Su película es un viaje a las tripas del cine de otros tiempos, a la artesanía, a Hitchcock apuñalando sandías para encontrar la textura sonora adecuada de la piel acuchillada de Janet Leigh. A la serie B como microcosmos al margen de la sociedad o del propio cine, con sus propios códigos, su propio star system –de baratillo, pero star system al fin y al cabo-, y una cierta bohemia (bien o mal entendida). Ya lo exponía Legs McNeil en El otro Hollywood (Es Pop Ediciobes, 2008) aquella fabulosa crónica oral de los albores de la pornografía: en los 70 hasta los hacedores de hardcore creían que manufacturaban arte. Y tal vez no haya ni una pizca de arte, al menos del “oficialista”, ni en el hardcore “con argumento” ni en el tipo de productos que los protagonistas de Berberian Sound Studio se esmeran en parir, pero sí que hay arte en el proceso, en el pre-parto. Siempre hay arte en lo manual. El arte de dar vida a partir de la nada.

Berberian Sound Studio

Strickland rinde homenaje a aquellos creadores, demuestra un conocimiento profundo y carente de pedantería del oficio del giallo, la sangre de tomate, las reinas del grito; también a misoginia y a los directores presa de delirantes ínfulas de grandeza. Mientras se mueve en ese cuadrilátero casi documental Berberian Sound Studio es un regalo para otros mitómanos como Strickland que gozan siendo testigos de lo que sucede detrás la pantalla, o mejor dicho, de cómo lo que vemos en pantalla llega a ser posible. Es una exquisita y certera dramatización del making of, lo que por regla general el making of nunca te cuenta.

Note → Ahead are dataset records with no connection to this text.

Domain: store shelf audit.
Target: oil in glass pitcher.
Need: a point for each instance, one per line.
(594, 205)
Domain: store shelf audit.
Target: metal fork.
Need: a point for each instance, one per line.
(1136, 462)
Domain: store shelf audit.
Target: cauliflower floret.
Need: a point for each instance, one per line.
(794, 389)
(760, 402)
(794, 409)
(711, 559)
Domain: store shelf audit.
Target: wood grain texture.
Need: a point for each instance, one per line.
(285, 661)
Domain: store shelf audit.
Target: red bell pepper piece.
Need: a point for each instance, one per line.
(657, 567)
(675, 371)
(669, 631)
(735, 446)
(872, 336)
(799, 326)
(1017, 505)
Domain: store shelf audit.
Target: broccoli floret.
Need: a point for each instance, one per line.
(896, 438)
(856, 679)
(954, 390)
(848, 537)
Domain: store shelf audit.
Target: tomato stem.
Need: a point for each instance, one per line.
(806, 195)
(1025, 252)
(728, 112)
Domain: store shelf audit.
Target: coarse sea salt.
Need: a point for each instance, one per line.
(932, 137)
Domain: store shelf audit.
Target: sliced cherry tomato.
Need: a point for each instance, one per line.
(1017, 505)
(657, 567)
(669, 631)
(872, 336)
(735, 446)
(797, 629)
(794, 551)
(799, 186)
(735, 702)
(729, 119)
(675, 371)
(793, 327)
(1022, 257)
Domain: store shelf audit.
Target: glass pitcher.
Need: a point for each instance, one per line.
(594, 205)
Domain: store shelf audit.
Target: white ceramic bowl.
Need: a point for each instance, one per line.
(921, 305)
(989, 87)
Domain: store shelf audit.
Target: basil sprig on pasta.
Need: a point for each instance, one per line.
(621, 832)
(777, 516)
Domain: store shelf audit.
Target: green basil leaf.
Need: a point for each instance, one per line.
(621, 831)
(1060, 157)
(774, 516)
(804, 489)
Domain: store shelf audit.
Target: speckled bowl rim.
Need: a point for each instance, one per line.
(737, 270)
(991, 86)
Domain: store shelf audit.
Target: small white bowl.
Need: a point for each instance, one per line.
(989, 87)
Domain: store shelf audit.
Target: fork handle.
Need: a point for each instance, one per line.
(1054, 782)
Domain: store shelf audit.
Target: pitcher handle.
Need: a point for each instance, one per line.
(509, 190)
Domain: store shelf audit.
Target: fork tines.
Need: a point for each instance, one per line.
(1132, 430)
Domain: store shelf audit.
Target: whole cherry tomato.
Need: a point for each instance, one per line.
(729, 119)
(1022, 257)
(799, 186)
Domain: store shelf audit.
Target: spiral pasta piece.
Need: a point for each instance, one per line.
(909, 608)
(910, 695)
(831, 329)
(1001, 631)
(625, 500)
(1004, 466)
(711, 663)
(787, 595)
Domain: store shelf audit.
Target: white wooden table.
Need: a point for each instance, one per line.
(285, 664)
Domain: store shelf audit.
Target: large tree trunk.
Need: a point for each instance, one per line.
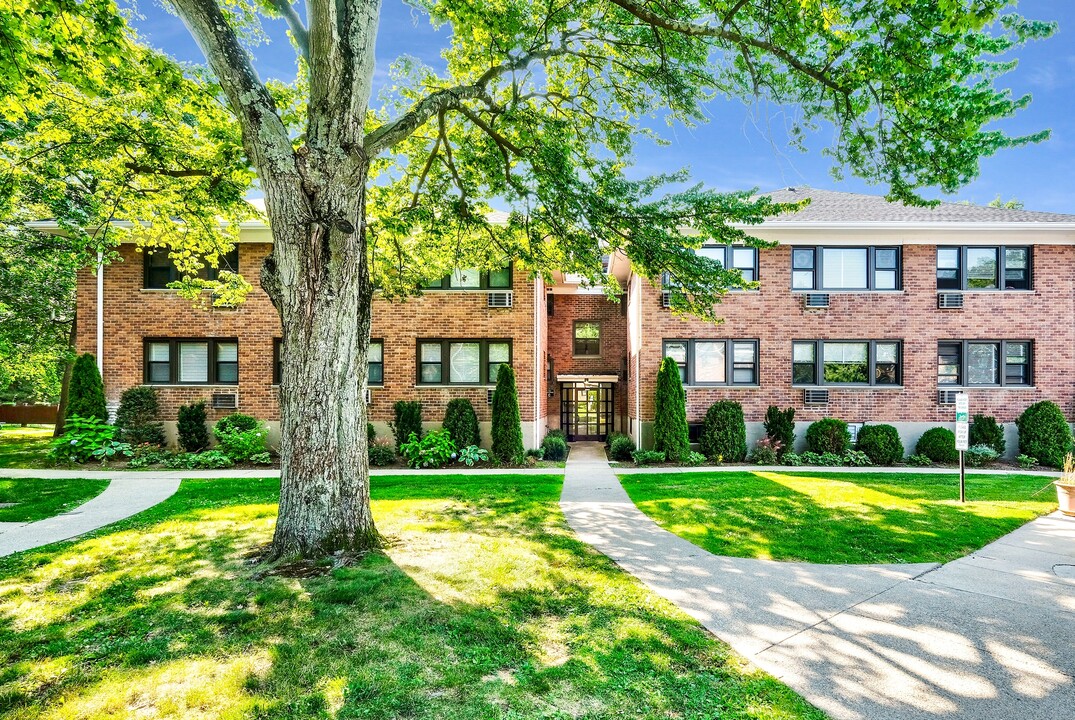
(318, 279)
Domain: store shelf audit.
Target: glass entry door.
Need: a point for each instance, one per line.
(586, 409)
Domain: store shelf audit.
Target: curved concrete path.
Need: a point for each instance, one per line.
(127, 494)
(991, 635)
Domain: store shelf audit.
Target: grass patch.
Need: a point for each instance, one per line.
(484, 606)
(25, 447)
(38, 499)
(839, 518)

Pero Strickland es consciente de que tiene que contar una historia y es en la deriva que toma su protagonista, un Toby Jones “arrebatado” por su oficio, de donde la película no sale tan triunfal. Los ecos pueden ser muchos, Zulueta, Lynch, Polanski; del cine como droga vampira a un “quimérico inquilino” que termina travestido de locura. La media hora final de Berberian Sound Studio se vuelve pantanosa, y no por arbitraria, lo arbitrario puede inquietar tanto o más que el guión cortado a cuchillo y los giros maestros premeditados, sino por abandonar el espíritu original de la cinta. De repente nos encontramos inmersos en otra película, en otro ritmo, con otras claves, y es una película peligrosamente parecida a las malas películas que Strickland trata de evocar. Terror “psicológico”, que le llaman y que tantas tardes/noches de sopor nos ha proporcionado. Pareciera que Strickland tiene más prisa por finiquitar el rollo y mandar “¡a positivar!” que sus personajes. A mismas estrategias, idénticos resultados. Meter la directa no era una opción en 1972 y sigue sin serlo. El fetiche para muy cafeteros muta en revisitación. De la filmoteca a la sesión doble en un parpadeo. Quizá era la única manera coherente de cerrar el círculo, aunque defraude.